Another significant experience I've had with God came at a time in my life when I was in a pit of despair and struggling through some very private and horrific events that had occurred in my life. I was so angry and although I did not deny God in that moment, I was angry at Him. I yelled at Him. I didn't deny His existence but I denied His glory and love for me.
I was laying on my couch, yelling at Him at the top of my lungs, telling Him that if He wanted me to trust Him, he'd need to hit me over the head with a ton of spiritual bricks because I was done!
And although I was not handling things in a very productive manner, He still sent me exactly what I had demanded. Instead of a clear voice in my ear, He used another person and sent me a text with a scripture from a friend that had no way of knowing just how significant that scripture was in that moment.
It was kind of incredible.
In fact, not kind of.
It was truly incredible.

Since then, my journey of faith has not been easy, nor has it been very steady. 
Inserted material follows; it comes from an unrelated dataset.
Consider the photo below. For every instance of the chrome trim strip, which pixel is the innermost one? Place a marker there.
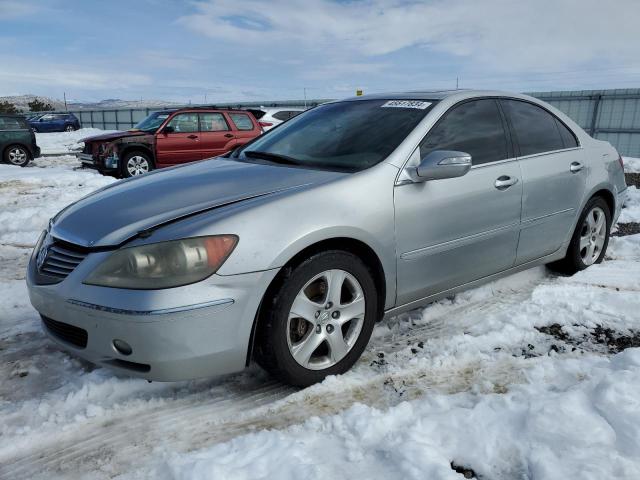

At the beginning of this year, I chose to focus on authenticity toward myself, in hopes that I could learn how to shut out my fears of what other people think of the life I'm living.
I wanted it to matter to myself and to God. I didn't want input or opinions on what I should or could be doing. I wanted to figure it out on my own.

My people have been incredible through this. They have watched me make choices that don't align with theirs and they've just loved me unconditionally. That alone has been one of the sweetest parts of my journey---the love that I've found in places I was afraid it wouldn't exist. 

It's funny because as I sit here tonight, I'm realizing just how much I still haven't figured out and yet, I have learned so much in the past 18 months. I have grown so much. I have been so brave and have tried to be as authentic as possible.

One mantra that I've really tried to adopt in those moments where life just feels like too much to handle is stated below.

There have been many times in the past year and a half where I've wondered what I was supposed to be doing. I'd look at the future as one big picture and get overwhelmed with how hard it all looked.

And so I started doing "the next right thing".

When I get overwhelmed or I feel like I cannot make big decisions, I listen to my heart and follow what feels like the next right thing in my life.

This might sound simple but it really isn't.

Sometimes I'll feel like something is "the next right thing" and it still looks or feels too hard.

But I've tried really hard to stay true to that motto. 

I have learned a lot through the perspective of "the next right thing". I have made some really brave, scary decisions because of this promise that I made to myself. I have taken steps in directions I didn't necessarily want to go because, when praying, I discerned that those decisions were my next right thing.

And I'm so grateful that when my "next right thing" feels to scary, I have supporters to lean on.

As this year comes closer and closer to ending, I have been overwhelmed with gratitude for my New Years goal of confidence and authenticity in 2016. I think I've stayed true to that goal more than any of my previous ones---and that's saying a lot because I really do feel like I've done well with my goals for 3+ years now.

I've already prayed about my word for 2017 and chosen a path but we will get to that in a different post.

In the meantime, I will continue living my life, choosing the next right thing.